Rzecznika rządu PiS zapytano o aferę z Julią P. Postanowił... uderzyć w opozycję

Mateusz Przyborowski
06 lipca 2022, 13:33 • 1 minuta czytania
Piotr Müller po raz kolejny został zapytany o tzw. aferę mailową. – Tu nie ma czego wyjaśniać – odpowiedział na pytanie dziennikarzy, czy sprawą powinna zająć się prokuratura. Przekonywał też, że ze strony rządu "nie ma żadnych nacisków" w sprawie pracy Trybunału Konstytucyjnego.
Rzecznik rządu Piotr Müller Fot. Wojciech Olkusnik / East News

Obserwuj naTemat w Wiadomościach Google


W środę Piotr Müller ponownie został zapytany przez dziennikarzy o nowy wątek ujawnionej korespondencji ze skrzynki Michała Dworczyka. Szef KPRM miał omawiać z prezeską TK decyzje Trybunału, a następnie zdawać relację premierowi Morawieckiemu.

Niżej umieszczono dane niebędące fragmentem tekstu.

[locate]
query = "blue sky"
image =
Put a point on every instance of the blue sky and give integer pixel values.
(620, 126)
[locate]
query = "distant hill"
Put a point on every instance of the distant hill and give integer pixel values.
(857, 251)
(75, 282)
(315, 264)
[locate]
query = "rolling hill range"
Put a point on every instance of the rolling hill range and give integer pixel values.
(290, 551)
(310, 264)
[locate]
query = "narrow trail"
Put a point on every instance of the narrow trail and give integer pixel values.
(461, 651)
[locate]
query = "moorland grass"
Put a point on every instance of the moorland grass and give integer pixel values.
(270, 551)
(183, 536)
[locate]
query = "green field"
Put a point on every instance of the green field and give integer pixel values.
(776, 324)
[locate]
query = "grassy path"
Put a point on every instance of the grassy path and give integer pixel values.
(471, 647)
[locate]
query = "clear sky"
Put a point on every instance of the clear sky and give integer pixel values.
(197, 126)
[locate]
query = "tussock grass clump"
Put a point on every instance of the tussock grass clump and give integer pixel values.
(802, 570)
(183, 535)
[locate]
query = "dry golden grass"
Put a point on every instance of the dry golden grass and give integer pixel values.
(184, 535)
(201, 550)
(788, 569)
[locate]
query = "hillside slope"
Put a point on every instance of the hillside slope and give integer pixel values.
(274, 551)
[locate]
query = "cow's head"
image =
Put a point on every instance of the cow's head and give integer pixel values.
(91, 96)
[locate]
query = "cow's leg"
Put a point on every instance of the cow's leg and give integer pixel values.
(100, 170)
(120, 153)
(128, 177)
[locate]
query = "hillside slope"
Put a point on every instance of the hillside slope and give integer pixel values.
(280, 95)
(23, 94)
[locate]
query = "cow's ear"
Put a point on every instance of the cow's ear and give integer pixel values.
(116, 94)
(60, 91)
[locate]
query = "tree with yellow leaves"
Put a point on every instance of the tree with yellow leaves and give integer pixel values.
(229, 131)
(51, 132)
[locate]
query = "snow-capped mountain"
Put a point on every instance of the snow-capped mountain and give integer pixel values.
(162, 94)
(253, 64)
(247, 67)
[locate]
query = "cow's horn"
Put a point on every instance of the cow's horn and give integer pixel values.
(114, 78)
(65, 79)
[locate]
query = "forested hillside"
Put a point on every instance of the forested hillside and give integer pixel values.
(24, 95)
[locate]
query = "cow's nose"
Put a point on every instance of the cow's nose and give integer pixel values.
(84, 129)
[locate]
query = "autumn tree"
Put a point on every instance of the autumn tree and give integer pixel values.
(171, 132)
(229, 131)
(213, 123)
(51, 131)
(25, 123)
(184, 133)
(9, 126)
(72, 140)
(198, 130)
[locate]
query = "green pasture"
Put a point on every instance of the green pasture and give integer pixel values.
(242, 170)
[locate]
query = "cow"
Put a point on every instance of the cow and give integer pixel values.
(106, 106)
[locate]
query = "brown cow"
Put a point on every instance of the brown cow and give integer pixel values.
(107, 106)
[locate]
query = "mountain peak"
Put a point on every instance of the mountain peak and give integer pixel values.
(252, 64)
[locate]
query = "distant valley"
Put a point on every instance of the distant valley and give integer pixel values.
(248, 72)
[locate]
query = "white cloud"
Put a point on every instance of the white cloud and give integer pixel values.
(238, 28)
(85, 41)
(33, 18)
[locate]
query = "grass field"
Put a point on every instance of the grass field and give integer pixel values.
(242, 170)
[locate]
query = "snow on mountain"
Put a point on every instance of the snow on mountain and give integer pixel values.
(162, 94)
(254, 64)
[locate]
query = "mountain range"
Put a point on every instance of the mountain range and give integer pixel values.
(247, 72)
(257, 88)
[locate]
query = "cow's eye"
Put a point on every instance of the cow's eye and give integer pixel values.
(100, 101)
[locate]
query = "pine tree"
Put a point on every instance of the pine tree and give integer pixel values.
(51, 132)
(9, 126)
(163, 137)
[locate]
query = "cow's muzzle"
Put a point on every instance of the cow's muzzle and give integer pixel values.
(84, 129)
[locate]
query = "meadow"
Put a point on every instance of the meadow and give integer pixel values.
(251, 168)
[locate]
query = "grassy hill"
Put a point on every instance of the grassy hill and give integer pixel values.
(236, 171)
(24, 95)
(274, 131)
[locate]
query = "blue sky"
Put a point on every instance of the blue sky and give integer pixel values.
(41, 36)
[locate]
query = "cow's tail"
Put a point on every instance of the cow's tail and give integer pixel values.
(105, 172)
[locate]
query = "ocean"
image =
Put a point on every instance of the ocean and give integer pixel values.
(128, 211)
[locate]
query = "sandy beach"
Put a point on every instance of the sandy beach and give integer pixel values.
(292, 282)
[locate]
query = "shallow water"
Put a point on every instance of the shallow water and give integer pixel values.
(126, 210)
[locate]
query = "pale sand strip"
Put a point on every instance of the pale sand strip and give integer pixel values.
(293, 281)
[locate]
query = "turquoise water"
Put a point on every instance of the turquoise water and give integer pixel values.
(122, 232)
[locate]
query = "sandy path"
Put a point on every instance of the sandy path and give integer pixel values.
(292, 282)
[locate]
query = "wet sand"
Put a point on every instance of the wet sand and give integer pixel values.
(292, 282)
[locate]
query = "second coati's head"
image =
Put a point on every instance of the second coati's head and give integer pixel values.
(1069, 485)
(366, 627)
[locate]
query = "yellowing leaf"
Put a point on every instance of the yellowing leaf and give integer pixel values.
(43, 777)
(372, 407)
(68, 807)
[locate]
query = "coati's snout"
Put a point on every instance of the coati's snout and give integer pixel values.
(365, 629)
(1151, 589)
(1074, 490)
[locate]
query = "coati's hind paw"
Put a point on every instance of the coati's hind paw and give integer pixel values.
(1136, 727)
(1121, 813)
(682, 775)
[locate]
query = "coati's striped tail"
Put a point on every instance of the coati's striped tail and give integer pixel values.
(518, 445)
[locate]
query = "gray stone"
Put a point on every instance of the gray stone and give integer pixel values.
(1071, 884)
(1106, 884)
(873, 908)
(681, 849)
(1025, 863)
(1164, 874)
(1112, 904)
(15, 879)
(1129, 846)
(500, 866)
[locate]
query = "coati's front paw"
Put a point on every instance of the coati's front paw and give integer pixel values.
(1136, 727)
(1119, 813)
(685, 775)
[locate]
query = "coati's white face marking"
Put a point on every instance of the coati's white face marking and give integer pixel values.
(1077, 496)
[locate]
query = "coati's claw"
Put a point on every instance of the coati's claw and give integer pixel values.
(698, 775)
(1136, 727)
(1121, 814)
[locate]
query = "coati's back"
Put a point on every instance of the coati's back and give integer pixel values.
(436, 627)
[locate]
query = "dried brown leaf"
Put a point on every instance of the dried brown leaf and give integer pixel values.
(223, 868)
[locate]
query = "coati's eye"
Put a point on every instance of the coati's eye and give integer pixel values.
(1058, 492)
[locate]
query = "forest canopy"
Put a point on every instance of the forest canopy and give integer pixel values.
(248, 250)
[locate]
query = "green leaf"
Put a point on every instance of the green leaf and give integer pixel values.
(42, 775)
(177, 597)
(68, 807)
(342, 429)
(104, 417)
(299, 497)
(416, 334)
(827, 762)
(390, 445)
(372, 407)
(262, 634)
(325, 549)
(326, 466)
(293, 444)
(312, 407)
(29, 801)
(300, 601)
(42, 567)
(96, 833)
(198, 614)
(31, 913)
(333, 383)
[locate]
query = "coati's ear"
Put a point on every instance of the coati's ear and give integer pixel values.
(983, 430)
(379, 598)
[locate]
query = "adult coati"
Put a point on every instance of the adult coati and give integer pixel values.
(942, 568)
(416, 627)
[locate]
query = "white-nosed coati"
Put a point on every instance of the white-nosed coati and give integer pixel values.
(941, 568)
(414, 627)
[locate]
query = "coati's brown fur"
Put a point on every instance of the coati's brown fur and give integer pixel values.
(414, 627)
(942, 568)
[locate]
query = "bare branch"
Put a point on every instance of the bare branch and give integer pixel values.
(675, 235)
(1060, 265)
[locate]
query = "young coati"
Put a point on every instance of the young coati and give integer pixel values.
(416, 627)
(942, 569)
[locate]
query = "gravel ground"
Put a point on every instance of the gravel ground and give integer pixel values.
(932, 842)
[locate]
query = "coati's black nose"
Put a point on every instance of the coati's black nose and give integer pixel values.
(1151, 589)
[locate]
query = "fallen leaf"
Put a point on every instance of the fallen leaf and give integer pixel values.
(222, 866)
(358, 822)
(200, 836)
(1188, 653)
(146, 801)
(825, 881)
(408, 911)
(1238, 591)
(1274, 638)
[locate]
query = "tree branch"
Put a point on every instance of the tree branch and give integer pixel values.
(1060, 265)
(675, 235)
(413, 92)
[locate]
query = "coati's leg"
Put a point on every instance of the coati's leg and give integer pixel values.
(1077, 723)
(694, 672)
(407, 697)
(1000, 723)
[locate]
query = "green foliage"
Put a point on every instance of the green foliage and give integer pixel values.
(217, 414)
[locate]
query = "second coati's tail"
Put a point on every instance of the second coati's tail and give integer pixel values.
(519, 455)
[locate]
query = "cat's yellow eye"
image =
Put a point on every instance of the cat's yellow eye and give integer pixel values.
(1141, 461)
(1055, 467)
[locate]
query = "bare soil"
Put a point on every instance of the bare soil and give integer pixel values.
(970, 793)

Rzecznik rządu kolejny raz komentuje wyciek z maili Dworczyka

Rzecznik rządu przekonywał w Sejmie, że "nie ma ze strony polskiego rządu żadnych nacisków".

Dziennikarze dopytywali jednak, czy zaprzeczy kontaktom szefa kancelarii premiera z prezeską TK Julią Przyłębską ws. przesunięcia terminów rozpraw. – Nie ma ze strony polskiego rządu żadnych nacisków ani na Trybunał Konstytucyjny, ani na Sąd Najwyższy, ani na sądy powszechne w zakresie wyrokowania – odparł.

Na pytanie, czy sprawą powinna zająć się prokuratura, rzecznik rządu odpowiedział:

Müller postanowił też uderzyć w opozycję. – Być może takie zwyczaje panowały w poprzednim rządzie. Były takie sprawy, które budziły negatywne zdania opinii publicznej, ale tylko tyle mogę powiedzieć – stwierdził.

"Nie dam się zastraszyć rosyjskim prowokatorom"

O kolejny wyciek ze skrzynki mailowej Michała Dworczyka rzecznik rządu był pytany również we wtorek. Wówczas, jak pisaliśmy w naTemat, doszło też do spięcia na linii Müller – dziennikarze. Jak tłumaczył Müller, cała sprawa to działanie "ze strony Rosji" i są to "ataki o charakterze dezinformacyjnym".

Dziennikarze chcieli jednak dowiedzieć się, czy "poznamy jakieś dowody na ingerencję lub sprawstwo obcych służb". – Jeżeli pan nie wykonał tak elementarnej pracy dziennikarskiej jak weryfikacja przez niezależne firmy, które właśnie udowodniły atak przez powiązania z Rosjanami, no to trudno dyskutować. Wystarczy wpisać w Google'a – powiedział do jednego z reporterów.

– Nigdy z nikim nie omawiałam żadnych wyroków, żadnych orzeczeń, poza naradami sędziowskimi w Trybunale Konstytucyjnym – stwierdziła z kolei we wtorek Julia Przyłębska w TVP Info. Prezeska TK dodała również, że "nie da się zastraszyć rosyjskim prowokatorom".